Led by a star, a golden star,
The youngest star, an olden star,
Here the kings and the shepherds are,
Akneeling on the ground.
What did they come to the inn to see?
God in the Highest, and this is He,
A baby asleep on His mother’s knee
And with her kisses crowned.
Now is the earth a dreary place,
A troubled place, a weary place.
Peace has hidden her lovely face
And turned in tears away.
Yet the sun, through the war-cloud, sees
Babies asleep on their mother’s knees.
While there are love and home—and these—
There shall be Christmas Day.
— Joyce Kilmer, “Wartime Christmas”
What does peace do during
a wartime? Drink green
tea in her chill and unlit kitchen
with the news of the belligerent
muted on her east wall?
She prefers the glacial room
to send some shivers and needles
into her core. These days are
her sojourn, of her tarry reveries;
she sits sleepy sleeplessly;
her unborn sons in the conflict,
and the flight of her thoughts
wrecked nose-down amidst a firestorm.
Her tea has turned ice; it burns her tongue;
she has a ruin ready for the refugee words,
to resort to, and yet there comes none.
On her window sill, one bird lowers
a flapping mail. She turns her head
to see. A falcon? A dove may be?
— Author unknown (Ukrainian), “Pieced Cores Hold Together”

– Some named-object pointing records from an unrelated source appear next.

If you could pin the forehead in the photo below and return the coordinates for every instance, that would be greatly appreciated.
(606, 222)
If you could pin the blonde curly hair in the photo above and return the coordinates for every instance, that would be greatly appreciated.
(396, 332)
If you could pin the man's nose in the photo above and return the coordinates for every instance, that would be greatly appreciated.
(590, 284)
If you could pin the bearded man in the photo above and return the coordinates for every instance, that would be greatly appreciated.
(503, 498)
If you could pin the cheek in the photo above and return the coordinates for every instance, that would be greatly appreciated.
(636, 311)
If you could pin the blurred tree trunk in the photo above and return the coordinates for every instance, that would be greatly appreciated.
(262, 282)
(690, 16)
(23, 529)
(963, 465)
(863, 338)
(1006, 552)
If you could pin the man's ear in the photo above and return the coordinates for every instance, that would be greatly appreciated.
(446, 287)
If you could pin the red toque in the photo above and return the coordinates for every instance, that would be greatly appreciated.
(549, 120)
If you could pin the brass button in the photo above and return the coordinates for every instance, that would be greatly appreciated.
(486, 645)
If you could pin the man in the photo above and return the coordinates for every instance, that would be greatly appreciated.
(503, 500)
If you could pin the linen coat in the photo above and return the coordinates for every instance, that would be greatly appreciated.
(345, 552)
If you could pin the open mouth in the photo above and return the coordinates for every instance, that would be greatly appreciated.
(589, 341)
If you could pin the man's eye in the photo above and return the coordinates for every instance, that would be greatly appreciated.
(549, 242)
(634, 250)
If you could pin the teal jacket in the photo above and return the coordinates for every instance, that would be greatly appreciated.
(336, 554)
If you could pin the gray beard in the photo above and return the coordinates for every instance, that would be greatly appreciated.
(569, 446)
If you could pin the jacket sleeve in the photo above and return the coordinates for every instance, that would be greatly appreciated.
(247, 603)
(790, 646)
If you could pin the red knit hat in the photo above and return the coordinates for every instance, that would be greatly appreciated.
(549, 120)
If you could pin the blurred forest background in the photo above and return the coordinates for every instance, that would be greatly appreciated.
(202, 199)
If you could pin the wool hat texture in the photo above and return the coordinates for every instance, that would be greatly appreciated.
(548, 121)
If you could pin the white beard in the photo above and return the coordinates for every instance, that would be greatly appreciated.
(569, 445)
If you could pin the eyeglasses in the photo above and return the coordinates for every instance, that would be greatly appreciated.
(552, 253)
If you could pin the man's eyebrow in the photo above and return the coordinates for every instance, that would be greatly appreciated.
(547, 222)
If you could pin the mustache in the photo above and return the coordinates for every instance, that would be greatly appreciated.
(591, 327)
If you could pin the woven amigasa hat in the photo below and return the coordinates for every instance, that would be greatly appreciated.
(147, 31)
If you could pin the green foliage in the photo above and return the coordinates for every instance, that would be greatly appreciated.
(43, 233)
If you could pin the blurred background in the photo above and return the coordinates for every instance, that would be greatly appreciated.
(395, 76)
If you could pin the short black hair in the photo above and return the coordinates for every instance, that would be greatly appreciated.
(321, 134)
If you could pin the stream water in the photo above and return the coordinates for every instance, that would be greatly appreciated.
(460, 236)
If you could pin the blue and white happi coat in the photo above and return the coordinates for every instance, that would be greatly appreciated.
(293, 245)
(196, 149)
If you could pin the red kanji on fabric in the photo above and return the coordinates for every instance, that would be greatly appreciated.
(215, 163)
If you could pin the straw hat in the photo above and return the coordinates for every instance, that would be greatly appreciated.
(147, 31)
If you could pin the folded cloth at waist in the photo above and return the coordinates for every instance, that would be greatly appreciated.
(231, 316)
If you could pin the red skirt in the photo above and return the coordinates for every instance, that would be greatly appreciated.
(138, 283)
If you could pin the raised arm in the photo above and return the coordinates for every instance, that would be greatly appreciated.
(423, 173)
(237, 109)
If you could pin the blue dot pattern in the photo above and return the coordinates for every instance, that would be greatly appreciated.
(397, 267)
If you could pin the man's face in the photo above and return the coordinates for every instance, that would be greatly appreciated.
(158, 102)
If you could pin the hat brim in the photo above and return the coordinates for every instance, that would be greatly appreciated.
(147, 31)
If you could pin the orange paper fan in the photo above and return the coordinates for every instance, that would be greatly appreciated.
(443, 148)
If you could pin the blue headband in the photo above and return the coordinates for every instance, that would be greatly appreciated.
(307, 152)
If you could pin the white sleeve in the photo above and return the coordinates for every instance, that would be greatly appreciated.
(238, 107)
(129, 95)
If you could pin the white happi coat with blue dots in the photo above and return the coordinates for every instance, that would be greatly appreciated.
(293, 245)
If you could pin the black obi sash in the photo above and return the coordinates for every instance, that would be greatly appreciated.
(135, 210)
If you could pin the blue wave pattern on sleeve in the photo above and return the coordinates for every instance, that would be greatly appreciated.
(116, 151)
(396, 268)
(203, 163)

I watched Mr. Zelenskyy’s speech to Congress last night and thought about how he has been “called” to lead his people in something he never imagined. He came into office in 2019 just before the COVID Pandemic and now Putin’s aggression tries to take away the sovereignty of this free and democratic neighbor. He didn’t ask for this, but here he is, at 44 years of age leading in the best way he knows to preserve democracy in a place close to a country that has been working to dismantle it across the globe. I didn’t see his references to Christmas so disjointed. It is what it is, just as it was when Christ was born. He reminded us that his people are sitting in the cold, dark winter, a “bleak midwinter” indeed, and he is asking for our help. He is asking for help from the global community to stand against the tyranny of mad aggression. It is where we will all be if it is not stopped. We have already seen how fragile our democracy is in this country, and hopefully we will not need weapons and tanks but what is left of our law and order to get us on the right path. I felt admiration for and the courage of this young man fighting for his people and for democracy in the world. I am reminded that Christmas is about hope, and yes, a “just peace”. How we get there only God knows. I expect God would like it if we participated in the process.
Thank you for this well written and timely piece. I admire Zelenskyy very much. He was thrust into this impossible situation and has risen magnificently to it. While talk of Christmas is jarring while asking for more war materials it is where Ukraine is now. His being Jewish does not take away his profound hope for peace in his country, the aggressor stopped.